Y por eso creen que esas diferencias provenientes de ese maligno sistema de dominación se pueden corregir con buena voluntad, Ministerios de Igualdad, cursillos y, en su versión más siniestra, bloqueadores de pubertad y cirugía.

Sí, amigos. La proverbial cobardía de la masa ante unos furiosos inquisidores ha llevado a muchos niños a ser mutilados en los altares de la modernidad.

Si a ustedes no les convence esto, si creen que lo de la década demente es una exageración, piensen en el reciente episodio del campamento infantil de Bernedo.
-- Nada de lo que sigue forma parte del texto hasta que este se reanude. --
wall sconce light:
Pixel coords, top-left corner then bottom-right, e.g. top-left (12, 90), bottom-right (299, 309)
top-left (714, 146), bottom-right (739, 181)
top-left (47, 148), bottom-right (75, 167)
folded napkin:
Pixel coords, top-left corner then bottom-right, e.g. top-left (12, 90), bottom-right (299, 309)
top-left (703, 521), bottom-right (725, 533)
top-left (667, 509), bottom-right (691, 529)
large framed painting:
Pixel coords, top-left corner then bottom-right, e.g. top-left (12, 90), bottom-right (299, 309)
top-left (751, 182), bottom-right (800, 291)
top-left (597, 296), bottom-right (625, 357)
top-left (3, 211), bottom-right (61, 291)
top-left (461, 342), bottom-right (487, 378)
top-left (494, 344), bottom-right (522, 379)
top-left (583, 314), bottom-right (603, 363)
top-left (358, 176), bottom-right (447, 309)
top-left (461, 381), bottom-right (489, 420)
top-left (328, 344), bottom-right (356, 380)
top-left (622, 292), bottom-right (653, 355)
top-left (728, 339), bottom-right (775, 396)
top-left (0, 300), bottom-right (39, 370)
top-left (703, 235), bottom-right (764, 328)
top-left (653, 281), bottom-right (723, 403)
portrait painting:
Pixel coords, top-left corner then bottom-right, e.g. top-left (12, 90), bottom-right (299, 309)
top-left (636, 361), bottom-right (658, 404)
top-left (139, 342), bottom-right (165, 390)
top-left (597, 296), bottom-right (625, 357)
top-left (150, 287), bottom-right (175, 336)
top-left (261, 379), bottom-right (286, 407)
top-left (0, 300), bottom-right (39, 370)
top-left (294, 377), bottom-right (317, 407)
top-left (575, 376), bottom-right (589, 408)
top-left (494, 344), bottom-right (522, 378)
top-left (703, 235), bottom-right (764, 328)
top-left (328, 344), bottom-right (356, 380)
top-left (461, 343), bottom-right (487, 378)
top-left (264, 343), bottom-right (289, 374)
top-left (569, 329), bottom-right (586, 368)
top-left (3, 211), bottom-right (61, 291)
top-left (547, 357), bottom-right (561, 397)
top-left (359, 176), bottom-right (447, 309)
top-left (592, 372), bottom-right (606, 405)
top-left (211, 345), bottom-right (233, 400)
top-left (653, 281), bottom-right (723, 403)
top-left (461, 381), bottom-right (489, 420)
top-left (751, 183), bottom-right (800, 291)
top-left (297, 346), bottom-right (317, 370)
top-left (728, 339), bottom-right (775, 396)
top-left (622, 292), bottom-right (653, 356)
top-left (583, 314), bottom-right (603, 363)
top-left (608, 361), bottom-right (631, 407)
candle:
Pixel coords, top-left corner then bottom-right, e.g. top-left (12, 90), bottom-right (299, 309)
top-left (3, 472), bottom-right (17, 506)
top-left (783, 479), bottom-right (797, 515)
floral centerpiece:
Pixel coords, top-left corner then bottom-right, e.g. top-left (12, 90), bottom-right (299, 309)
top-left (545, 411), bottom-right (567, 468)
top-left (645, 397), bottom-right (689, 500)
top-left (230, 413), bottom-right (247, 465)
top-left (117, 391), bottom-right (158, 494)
Las noticias hablan de niños obligados a ducharse desnudos con los monitores, o a chupar el dedo gordo del pie de alguno de ellos para acceder a la merienda.

Si hubieran sido curas, el escándalo habría sido incontenible. Pero estos monitores cantaban el «gloria, gloria, aleluya» de la modernidad. Eran «transfeministas» e «inclusivos».

Por eso, ellos, tan tranquilos, explican que «en nuestra sociedad, los baños y las duchas son una herramienta para dividir a las personas según una lógica binaria y el género». Es decir, alegan un adoctrinamiento imaginario (normalmente la gente va a la ducha para lavarse) para practicar uno real.

«Los varones no deberían existir» es la declaración de una monitora que recoge un informe de la policía foral vasca.

Y, lo peor, de nuevo asistimos a la pederastia ideológica y al sacrificio de los niños: cien padres han mandado una carta de agradecimiento a los organizadores del campamento. «Gracias por ofrecerles la oportunidad de vivir campamentos centrados en el euskera y el feminismo».

Esto no lo mejoran ni los aborígenes de Hillsboro.